Il punto degli esperti
C’è un’antenna 5G vicino a casa? Ecco cosa dice la scienza sul rischio tumori
Dalle paure sui social ai grandi studi internazionali: ecco cosa sappiamo oggi sul legame tra 5G, tumori cerebrali e salute
Le antenne 5G fanno male? Possono provocare tumori cerebrali? Sono domande che milioni di persone si pongono da anni e che continuano ad alimentare discussioni sui social network, dove non mancano teorie allarmistiche e informazioni prive di basi scientifiche.
In occasione della Giornata mondiale per i tumori cerebrali, il sito Dottore ma è vero che?, promosso dalla Federazione nazionale degli Ordini dei Medici Chirurghi e degli Odontoiatri (FNOMCeO) ha fatto il punto su ciò che emerge dagli studi più recenti. La risposta, secondo le principali istituzioni sanitarie internazionali, è rassicurante: ad oggi non esistono prove scientifiche che colleghino le antenne 5G a un aumento del rischio di tumori.
Perché il 5G non è paragonabile ai raggi X
Uno degli equivoci più diffusi riguarda il tipo di radiazioni emesse dalle antenne. I raggi X e i raggi gamma appartengono alle cosiddette radiazioni ionizzanti, che possiedono energia sufficiente per alterare il DcodiciNA delle cellule. Le onde utilizzate dal 5G, invece, fanno parte delle radiazioni non ionizzanti, la stessa categoria che comprende radio, televisione, Wi-Fi e telefonia mobile.
Secondo gli esperti, queste onde non hanno l’energia necessaria per danneggiare il materiale genetico umano. L’unico effetto biologico noto, a livelli molto elevati, è un lieve aumento della temperatura dei tessuti. Le esposizioni quotidiane sono però ampiamente inferiori alle soglie considerate rilevanti.
C’è un’antenna vicino a casa: devo preoccuparmi?
È probabilmente la domanda più frequente. Le antenne per la telefonia mobile diffondono il segnale principalmente verso l’orizzonte e l’intensità del campo elettromagnetico diminuisce rapidamente con la distanza. Le misurazioni effettuate dalle Agenzie regionali per la protezione ambientale mostrano normalmente valori ben inferiori ai limiti fissati dalla legge.
C’è inoltre un aspetto poco noto: spesso la principale fonte di esposizione non è l’antenna, ma il telefono cellulare che utilizziamo ogni giorno, perché viene tenuto a pochi centimetri dal corpo. Paradossalmente, una rete con più antenne distribuite sul territorio consente ai telefoni di trasmettere con minore potenza.
L’OMS ha definito le onde radio “possibilmente cancerogene”: cosa significa davvero?
Molte preoccupazioni nascono da una classificazione dell’Agenzia Internazionale per la Ricerca sul Cancro (IARC), che nel 2011 inserì le radiofrequenze nel gruppo 2B, definito “possibilmente cancerogeno”.

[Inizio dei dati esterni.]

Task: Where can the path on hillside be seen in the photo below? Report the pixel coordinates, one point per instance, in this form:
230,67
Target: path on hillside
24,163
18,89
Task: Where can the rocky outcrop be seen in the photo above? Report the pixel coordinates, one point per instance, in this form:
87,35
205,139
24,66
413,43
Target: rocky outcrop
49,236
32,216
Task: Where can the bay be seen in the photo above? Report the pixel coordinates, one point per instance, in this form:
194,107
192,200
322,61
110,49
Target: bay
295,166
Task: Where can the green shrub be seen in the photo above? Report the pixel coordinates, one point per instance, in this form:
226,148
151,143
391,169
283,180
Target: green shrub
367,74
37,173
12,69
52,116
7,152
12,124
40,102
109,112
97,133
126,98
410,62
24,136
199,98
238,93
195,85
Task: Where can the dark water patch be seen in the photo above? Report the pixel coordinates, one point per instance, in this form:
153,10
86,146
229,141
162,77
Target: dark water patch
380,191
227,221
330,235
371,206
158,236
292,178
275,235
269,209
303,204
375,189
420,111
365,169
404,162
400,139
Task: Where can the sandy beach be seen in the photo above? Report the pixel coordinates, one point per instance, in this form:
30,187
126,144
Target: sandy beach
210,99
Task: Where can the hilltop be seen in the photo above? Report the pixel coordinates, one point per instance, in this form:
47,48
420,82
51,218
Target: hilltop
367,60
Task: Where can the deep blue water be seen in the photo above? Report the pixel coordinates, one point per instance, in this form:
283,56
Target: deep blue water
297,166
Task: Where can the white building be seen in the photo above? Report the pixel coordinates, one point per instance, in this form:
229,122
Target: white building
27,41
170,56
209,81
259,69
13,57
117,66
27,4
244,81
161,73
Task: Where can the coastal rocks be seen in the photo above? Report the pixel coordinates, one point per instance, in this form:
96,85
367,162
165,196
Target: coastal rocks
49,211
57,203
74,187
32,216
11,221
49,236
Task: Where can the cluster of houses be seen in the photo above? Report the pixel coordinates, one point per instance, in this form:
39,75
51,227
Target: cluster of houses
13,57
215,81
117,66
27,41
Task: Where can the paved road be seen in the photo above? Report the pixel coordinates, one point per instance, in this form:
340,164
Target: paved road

Questa categoria non indica che un rischio sia stato dimostrato. Significa piuttosto che le prove disponibili all’epoca non erano sufficienti per escluderlo completamente. Da allora la ricerca ha prodotto una quantità enorme di nuovi dati.
Lo studio che ha analizzato oltre 5.000 ricerche
Nel 2024 una vasta revisione sistematica commissionata dall’Organizzazione Mondiale della Sanità ha esaminato oltre 5.000 studi scientifici pubblicati negli ultimi decenni.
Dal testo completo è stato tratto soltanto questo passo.